Exact Feasibility Tests for Real-Time Scheduling of Periodic Tasks upon Multiprocessor Platforms

TL;DR

This paper develops exact feasibility tests for real-time scheduling of periodic tasks on multiprocessor platforms, extending known properties and introducing bounds for schedule repetition, with new predictability and testing methods for various scheduler types.

Contribution

It introduces new bounds and methods for exact feasibility testing of periodic task scheduling on multiprocessors, including predictability results and schedule repetition bounds for fixed-priority and EDF schedulers.

Findings

Feasible schedules are periodic with a period equal to the least common multiple of task periods.

Job-level fixed-priority schedulers are predictable on unrelated multiprocessor platforms.

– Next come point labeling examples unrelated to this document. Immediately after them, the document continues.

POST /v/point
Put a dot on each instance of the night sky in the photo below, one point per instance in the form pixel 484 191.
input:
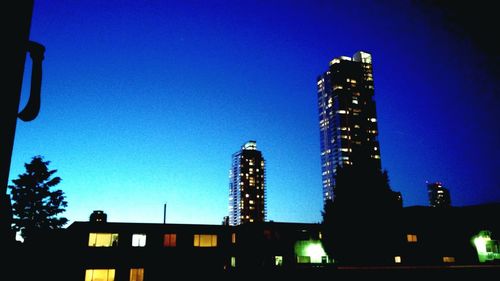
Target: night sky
pixel 144 102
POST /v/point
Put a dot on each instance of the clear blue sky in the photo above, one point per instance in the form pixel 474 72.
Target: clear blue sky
pixel 144 102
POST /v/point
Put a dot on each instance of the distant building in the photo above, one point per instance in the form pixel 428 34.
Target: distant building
pixel 247 193
pixel 347 117
pixel 438 195
pixel 98 216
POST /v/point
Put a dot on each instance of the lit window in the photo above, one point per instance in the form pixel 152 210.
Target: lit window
pixel 170 240
pixel 137 274
pixel 139 240
pixel 99 275
pixel 412 238
pixel 448 259
pixel 278 260
pixel 205 240
pixel 103 239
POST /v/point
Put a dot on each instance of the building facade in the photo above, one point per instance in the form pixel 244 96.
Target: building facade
pixel 247 190
pixel 347 117
pixel 438 195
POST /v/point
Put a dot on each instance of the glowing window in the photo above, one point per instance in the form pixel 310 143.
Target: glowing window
pixel 99 275
pixel 278 260
pixel 170 240
pixel 412 238
pixel 103 239
pixel 205 240
pixel 139 240
pixel 303 259
pixel 137 274
pixel 448 259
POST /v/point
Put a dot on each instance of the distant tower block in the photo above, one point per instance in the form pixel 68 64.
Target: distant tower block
pixel 247 192
pixel 438 195
pixel 347 117
pixel 98 216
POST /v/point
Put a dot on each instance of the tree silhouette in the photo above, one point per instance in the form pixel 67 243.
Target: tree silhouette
pixel 35 207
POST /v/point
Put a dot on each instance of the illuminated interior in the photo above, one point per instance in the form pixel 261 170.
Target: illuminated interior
pixel 170 240
pixel 99 275
pixel 103 239
pixel 205 240
pixel 487 249
pixel 310 251
pixel 137 274
pixel 139 240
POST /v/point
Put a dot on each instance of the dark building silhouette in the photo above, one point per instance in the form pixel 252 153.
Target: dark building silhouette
pixel 427 238
pixel 347 117
pixel 98 216
pixel 247 190
pixel 439 196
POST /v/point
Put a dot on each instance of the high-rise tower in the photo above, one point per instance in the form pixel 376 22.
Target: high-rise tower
pixel 247 193
pixel 347 117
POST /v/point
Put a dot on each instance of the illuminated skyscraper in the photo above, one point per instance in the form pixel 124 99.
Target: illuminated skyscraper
pixel 247 193
pixel 438 195
pixel 347 117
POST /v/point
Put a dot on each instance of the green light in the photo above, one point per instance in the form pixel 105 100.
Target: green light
pixel 310 251
pixel 486 248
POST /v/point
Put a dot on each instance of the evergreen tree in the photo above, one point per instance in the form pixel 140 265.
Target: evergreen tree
pixel 35 207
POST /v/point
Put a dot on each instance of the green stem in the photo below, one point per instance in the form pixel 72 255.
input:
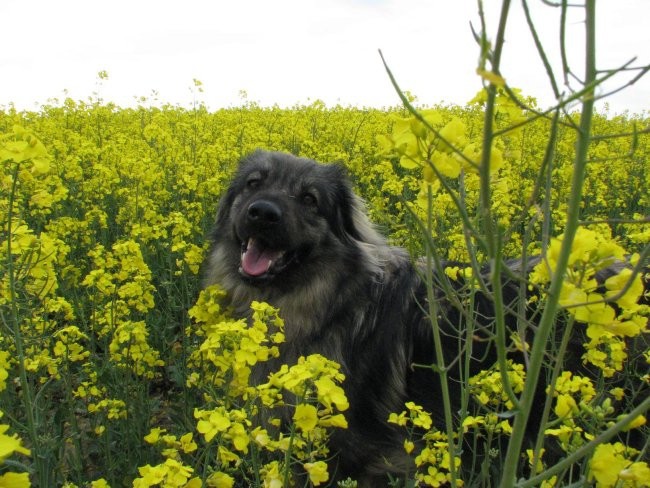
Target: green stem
pixel 573 218
pixel 28 394
pixel 440 358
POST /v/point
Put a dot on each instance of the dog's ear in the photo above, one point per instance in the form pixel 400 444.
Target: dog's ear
pixel 352 221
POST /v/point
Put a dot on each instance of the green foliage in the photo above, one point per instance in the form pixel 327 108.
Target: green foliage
pixel 115 367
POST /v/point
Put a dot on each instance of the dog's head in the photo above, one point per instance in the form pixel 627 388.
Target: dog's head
pixel 283 213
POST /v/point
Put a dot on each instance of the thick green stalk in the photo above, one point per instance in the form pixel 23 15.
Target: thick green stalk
pixel 572 222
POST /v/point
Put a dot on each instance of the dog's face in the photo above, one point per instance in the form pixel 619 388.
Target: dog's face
pixel 282 213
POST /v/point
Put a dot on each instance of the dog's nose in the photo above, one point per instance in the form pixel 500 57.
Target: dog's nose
pixel 264 212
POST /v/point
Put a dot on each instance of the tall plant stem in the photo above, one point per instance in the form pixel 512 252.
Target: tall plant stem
pixel 572 222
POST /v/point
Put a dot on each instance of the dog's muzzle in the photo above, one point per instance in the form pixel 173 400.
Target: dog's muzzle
pixel 259 259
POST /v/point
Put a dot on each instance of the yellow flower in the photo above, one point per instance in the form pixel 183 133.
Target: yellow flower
pixel 154 435
pixel 635 423
pixel 305 417
pixel 10 444
pixel 220 480
pixel 317 472
pixel 18 480
pixel 100 483
pixel 211 423
pixel 606 465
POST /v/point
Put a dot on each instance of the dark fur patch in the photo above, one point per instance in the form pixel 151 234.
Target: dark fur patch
pixel 344 293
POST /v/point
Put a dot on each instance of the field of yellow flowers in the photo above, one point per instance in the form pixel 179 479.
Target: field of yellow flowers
pixel 116 369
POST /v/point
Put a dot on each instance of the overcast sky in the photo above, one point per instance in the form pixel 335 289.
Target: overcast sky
pixel 292 51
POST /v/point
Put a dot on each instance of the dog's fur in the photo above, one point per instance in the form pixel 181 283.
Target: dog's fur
pixel 291 232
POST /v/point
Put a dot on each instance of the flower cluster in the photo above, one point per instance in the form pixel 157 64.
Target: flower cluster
pixel 103 219
pixel 430 447
pixel 610 314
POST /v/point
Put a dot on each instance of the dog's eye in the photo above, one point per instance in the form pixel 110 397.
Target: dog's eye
pixel 254 181
pixel 308 199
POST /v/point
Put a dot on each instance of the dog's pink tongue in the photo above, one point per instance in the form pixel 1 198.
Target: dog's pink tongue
pixel 256 260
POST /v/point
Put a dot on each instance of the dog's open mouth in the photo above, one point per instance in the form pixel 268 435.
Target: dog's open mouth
pixel 260 261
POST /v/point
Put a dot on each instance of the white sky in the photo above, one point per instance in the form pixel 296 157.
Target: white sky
pixel 291 51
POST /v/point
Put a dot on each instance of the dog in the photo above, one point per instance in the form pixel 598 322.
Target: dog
pixel 291 232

Exact feasibility tests are provided for task-level fixed-priority and EDF schedulers.

Abstract

In this paper we study the global scheduling of periodic task systems upon multiprocessor platforms. We first show two very general properties which are well-known for uniprocessor platforms and which remain for multiprocessor platforms: (i) under few and not so restrictive assumptions, we show that feasible schedules of periodic task systems are periodic from some point with a period equal to the least common multiple of task periods and (ii) for the specific case of synchronous periodic task systems, we show that feasible schedules repeat from the origin. We then present our main result: we characterize, for task-level fixed-priority schedulers and for asynchronous constrained or arbitrary deadline periodic task models, upper bounds of the first time instant where the schedule repeats. We show that job-level fixed-priority schedulers are predictable upon unrelated multiprocessor platforms. For task-level fixed-priority schedulers, based on the upper bounds and the predictability property, we provide for asynchronous constrained or arbitrary deadline periodic task sets, exact feasibility tests. Finally, for the job-level fixed-priority EDF scheduler, for which such an upper bound remains unknown, we provide an exact feasibility test as well.